Corporate Governance, Executive Compensation and the Japanese Approach (Part 2)
J Robert Brown Jr. |
Thursday, July 1, 2010 at 09:04AM Until recently, Japan required public companies to disclose the compensation paid to officers as a group. It did not require the disclosure of specific individuals leaving, in most cases, the actual compensation of the CEO a mystery. The aggregate data provided only a crude basis for examining the compensation of top officers.
This has changed. Disclosure is now required of any officer making more than Y100 million or approximately $1.09 million. The rule was promulgated by the Financial Services Agency, the successor to the old Banking Bureau within the Ministry of Finance and applied to all listed companies (approximately 3800 companies). As the regulation provides:
- (1) Disclose the total compensation etc. for each of four categories: directors other than external directors, audit officers other than external audit officers, executive officers, and external officers (external directors and external audit officers). Disclose the amounts by each compensation type (by basic compensation, stock options, bonuses, retirement benefits, etc.).

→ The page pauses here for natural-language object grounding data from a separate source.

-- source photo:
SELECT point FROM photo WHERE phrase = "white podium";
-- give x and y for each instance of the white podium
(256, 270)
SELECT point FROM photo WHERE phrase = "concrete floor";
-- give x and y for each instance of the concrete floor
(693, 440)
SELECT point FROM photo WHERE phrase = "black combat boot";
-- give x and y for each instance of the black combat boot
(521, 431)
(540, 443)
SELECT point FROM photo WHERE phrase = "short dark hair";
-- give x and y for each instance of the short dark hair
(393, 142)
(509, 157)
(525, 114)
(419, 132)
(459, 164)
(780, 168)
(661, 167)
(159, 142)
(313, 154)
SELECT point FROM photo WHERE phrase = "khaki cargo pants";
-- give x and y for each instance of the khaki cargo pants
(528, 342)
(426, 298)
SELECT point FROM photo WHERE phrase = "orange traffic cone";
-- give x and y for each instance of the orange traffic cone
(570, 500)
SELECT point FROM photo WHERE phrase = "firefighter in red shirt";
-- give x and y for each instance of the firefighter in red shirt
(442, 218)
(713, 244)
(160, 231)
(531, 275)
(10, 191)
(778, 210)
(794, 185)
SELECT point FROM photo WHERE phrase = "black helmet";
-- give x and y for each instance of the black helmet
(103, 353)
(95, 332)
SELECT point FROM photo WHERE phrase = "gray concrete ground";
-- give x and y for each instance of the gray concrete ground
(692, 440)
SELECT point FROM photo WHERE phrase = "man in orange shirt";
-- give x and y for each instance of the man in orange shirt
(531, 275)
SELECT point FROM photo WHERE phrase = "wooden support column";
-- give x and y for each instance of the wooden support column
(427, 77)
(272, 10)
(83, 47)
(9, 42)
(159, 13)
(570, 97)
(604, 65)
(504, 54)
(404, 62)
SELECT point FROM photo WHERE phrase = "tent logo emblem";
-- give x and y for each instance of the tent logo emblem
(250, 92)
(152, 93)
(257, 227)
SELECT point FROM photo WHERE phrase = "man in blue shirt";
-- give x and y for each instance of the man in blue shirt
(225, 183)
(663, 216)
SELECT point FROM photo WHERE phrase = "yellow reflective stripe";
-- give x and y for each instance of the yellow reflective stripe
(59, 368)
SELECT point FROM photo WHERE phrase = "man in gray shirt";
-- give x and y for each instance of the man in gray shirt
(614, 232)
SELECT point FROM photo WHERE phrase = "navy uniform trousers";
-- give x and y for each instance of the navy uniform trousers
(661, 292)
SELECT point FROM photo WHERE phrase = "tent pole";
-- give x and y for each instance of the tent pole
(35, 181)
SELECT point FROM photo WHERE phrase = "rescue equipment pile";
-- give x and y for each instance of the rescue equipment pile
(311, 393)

- (2) For each officer, individually disclose the total amount and amount by each type of compensation etc. as an officer of the submitting company, and if simultaneously serving as officers of major consolidated subsidiaries then their compensation as officers of those consolidated subsidiaries. People subject to disclosure can be limited to people with total compensation etc. of 100 million yen or more as officers of the submitting corporation and its major subsidiaries. Also, if there are employees who simultaneously serve as officers, if the employee salary portion is important, then disclose its content.
The change applied to fiscal years ending on or after March 31, 2010. In short, it applies now.
The change unsurprisingly drew objections from business interest, particularly from the Keidanren, Japan's Business Roundtable. In addition to learning the specifics of CEO pay, the disclosure promised to throw light on another aspect of executive compensation in Japan: The payment of foreign officers more than Japanese officers.